VIA – ESPN
Undaunted: The Nathan Fletcher Interview
By Jake Howard with Tom Servais
Nathan Fletcher is the guy that stays in the water after dark. He paddles out when it’s windy and three-foot at State Park or when it’s 25-foot and freezing in Half Moon Bay. He comes from one of the most renowned families in surfing. His grandfather helped pioneer both the North Shore and the surf industry. His father, Herbie, is a renowned longboarder and was a test pilot in Hawaii in the 1970s. His brother, Christian, a groundbreaking aerialist in the ’90s.

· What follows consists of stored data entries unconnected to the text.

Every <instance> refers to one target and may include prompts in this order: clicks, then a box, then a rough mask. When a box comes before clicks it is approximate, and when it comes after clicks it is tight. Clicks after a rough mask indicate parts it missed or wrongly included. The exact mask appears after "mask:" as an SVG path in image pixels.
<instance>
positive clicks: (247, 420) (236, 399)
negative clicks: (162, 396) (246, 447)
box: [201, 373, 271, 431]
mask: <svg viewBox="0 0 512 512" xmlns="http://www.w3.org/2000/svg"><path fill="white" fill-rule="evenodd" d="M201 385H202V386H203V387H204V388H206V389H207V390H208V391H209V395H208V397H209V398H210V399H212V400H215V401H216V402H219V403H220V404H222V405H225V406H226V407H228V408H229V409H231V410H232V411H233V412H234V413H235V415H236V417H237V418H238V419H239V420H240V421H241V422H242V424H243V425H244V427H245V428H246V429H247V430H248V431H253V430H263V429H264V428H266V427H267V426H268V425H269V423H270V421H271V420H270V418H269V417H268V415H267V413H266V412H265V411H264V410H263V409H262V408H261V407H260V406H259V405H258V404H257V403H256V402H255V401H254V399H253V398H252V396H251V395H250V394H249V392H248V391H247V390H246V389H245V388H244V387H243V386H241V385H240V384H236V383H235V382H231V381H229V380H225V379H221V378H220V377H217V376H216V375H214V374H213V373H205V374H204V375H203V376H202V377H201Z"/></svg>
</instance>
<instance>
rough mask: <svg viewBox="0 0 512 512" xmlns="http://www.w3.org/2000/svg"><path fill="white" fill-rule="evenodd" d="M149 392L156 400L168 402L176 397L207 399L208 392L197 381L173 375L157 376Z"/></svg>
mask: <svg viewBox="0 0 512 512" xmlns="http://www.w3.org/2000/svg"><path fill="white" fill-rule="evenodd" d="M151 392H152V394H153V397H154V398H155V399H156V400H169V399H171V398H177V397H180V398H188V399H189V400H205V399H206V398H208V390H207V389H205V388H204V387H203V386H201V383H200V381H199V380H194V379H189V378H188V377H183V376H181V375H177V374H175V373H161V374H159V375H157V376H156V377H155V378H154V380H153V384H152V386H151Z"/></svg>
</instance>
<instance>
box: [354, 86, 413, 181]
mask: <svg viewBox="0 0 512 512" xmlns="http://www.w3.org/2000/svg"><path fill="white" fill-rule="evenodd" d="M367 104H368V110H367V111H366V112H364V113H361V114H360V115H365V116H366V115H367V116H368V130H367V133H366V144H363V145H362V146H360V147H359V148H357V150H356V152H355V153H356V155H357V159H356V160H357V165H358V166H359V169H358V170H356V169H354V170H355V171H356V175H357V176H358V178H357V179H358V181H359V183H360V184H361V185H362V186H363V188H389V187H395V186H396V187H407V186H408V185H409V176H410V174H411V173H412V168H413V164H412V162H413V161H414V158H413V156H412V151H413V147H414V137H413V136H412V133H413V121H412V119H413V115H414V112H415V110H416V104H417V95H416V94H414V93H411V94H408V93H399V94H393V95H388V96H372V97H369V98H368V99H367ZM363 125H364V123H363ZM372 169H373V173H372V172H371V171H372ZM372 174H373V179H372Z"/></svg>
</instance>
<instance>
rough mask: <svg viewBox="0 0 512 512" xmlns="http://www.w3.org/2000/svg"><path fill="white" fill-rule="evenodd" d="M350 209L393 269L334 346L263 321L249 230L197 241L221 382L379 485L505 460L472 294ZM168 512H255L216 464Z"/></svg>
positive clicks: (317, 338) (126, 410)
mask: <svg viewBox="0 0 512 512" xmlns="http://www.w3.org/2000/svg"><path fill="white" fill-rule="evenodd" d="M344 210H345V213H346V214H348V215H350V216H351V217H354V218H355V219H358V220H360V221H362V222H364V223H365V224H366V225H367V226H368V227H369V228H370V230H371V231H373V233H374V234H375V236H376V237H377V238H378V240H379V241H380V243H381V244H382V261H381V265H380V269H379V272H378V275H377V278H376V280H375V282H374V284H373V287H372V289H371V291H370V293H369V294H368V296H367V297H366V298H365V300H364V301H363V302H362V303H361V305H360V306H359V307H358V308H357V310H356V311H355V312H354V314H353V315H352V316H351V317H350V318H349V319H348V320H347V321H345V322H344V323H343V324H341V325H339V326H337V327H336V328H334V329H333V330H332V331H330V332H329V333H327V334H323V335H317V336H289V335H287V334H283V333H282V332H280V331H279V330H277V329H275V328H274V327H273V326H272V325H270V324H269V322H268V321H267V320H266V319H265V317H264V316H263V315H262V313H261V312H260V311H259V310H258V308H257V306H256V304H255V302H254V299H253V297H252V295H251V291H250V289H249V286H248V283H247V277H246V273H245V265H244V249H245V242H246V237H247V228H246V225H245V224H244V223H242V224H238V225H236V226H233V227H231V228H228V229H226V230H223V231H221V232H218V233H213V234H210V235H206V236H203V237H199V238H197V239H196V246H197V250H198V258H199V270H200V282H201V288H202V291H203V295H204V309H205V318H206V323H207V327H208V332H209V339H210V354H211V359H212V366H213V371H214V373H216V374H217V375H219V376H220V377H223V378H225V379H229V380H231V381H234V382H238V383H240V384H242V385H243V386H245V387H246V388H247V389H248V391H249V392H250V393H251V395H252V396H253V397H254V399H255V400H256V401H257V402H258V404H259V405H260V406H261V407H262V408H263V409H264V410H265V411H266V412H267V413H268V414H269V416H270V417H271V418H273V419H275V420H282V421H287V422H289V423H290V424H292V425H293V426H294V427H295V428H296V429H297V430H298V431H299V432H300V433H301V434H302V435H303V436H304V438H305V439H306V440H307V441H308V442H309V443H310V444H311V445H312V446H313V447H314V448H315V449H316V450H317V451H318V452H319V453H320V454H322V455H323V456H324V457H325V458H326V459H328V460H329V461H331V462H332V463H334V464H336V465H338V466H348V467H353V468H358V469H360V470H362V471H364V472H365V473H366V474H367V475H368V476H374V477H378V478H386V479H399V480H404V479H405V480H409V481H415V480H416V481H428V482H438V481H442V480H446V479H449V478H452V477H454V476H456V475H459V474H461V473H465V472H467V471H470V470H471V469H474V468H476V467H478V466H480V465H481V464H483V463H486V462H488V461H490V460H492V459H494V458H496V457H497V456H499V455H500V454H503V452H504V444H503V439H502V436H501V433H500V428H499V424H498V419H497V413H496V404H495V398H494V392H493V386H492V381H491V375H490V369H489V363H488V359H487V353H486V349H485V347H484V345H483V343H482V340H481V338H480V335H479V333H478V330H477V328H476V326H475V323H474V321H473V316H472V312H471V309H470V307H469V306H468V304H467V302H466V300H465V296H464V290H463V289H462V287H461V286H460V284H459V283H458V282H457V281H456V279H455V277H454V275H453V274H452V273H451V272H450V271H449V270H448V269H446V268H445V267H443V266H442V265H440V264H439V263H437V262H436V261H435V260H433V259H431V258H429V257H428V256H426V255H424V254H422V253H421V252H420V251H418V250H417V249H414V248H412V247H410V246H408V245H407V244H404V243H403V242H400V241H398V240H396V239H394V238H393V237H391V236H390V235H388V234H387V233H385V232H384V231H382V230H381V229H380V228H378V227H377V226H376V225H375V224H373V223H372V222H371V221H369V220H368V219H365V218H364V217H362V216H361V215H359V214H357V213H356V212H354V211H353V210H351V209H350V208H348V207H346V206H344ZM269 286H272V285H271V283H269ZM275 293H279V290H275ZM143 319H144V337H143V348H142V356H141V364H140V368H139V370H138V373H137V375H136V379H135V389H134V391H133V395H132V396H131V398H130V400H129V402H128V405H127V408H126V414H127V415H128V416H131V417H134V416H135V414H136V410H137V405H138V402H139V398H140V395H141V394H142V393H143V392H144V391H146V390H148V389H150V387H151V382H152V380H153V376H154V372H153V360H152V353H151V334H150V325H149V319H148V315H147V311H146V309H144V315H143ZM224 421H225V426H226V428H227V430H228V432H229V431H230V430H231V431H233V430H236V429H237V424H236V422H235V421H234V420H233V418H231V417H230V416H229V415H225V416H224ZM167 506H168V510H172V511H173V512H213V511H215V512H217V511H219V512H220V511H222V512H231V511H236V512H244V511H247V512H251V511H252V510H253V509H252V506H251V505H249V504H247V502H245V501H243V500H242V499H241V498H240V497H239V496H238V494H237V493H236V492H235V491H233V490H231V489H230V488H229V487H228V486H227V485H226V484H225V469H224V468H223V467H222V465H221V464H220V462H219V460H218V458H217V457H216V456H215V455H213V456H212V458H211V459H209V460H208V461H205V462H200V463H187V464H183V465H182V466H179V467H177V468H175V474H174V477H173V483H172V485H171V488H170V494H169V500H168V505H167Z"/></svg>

He admits to keeping an address in Orange County, but confides that “mentally he doesn’t live in Southern California.” He winters on the North Shore, makes strikes to Maverick’s when duty calls, and as of late has added Fiji and Tahiti to his portfolio. Before Teahupoo roared in August most were calling his wave at Tavarua’s Cloudbreak in July the “Ride of the Year.” Of course, that was before he freaked everybody out with his Teahupoo beast and established a new standard for craziness. But talking to him he somehow makes it all sound relatively normal, like he’s just going surfing, like it’s all standard operating procedure. But don’t believe him for a second, his humbleness belies his accomplishments, especially this year.
Lets start with Tahiti?
Tahiti was incredible. I got there during the contest, there was a swell and I went straight out there — got cleaned up by a closeout right away because I was paddling in the channel, then Biff [D’Esposito] came around and got me. He was the first one to tow me in. He was on this old ski and he whipped me in, but about 100 yards too deep. So that first wave I pulled into it was a closeout because I was in the worst position ever. It was big, but it wasn’t a set, kind of an in between one. Somehow I got exploded out the back on that one. I was in such a bad position, but it turned out okay.
Strider [Wasilewski] went and got my board with me and we went back out. Makua [Rothman] had seen what had happened with the ski not being able to get going fast enough, so he offered to tow me. We waited for about 10 or 15 minutes. The set came, we called off a couple of guys, and went. I got to the bottom and couldn’t believe how far I made it. At one point it felt like I was in a real bad spot, but I wasn’t going to fall. And then I was getting to the end after making it through some whitewater and that’s when I realized that I was falling and I wasn’t going to make it. So that’s the second wave I didn’t make. I held on, tried to keep my bearings. I got rag dolled like all hell, but I came up, so it didn’t really seem like it was as bad as I was preparing for. I came up, tripped out, grabbed my head, and couldn’t believe it was on my shoulders.
So I was thinking, “Okay, I just got a good one, that was pretty incredible” … as every wave [out there] is. Everybody was just tripping out, telling me this and that. So I bailed. The next day Bruce [Irons] texted me a picture of it and I just couldn’t even believe it.
So you went to Tahiti and caught two waves?
Right. But the one wave was, I don’t know. At that level, I don’t know.
What size board were you riding?
A 5’10” that didn’t have a weight, and that’s the one thing that I was really disappointed in myself for forgetting, but whatever…not forgetting, just being lazy.
How’s that second wave rate with you?
Top two … [that] and Tavarua. It’s been a big deal lately.
How does big Cloudbreak compare to other big waves?
Well, I’ve ridden some large waves, but I’d say those two days at Cloudbreak — at certain times — were two of the best days of surfing I’ve ever had. Just being out there; for conditions, size, length, quality — the best.
How has big wave riding changed in recent years?
It’s changed tremendously. It’s gone from a very tow-oriented focus to now everything’s about paddle. There were so many huge days two years ago that it brought everybody together and we all started talking about equipment and strategy. So now all these people together have pushed it to where it is. But this is just the beginning of a new level of high performance big-wave surfing.
What’s your take on big-wave safety in light of a couple of tragic deaths and Shane Dorian’s new flotation invention?
I’ve always been a firm believer in making it as safe as you can. I’ve been wearing a paddle vest for the past ten years, even when it wasn’t cool and everybody was calling me names. Slowly people have evolved. The ocean will always be stronger than any human, and it’s best to be safe because it’s not worth dying over. And I can say from the experiences that I’ve had I want everybody to be safe. And to see Shane to wear his paddle vest for the first time at Himalayas, I just think it’s incredible for somebody like that, with the name and recognition that he has, to do what he’s doing. It’s long overdue and it’s going to help push the level of progression along even quicker.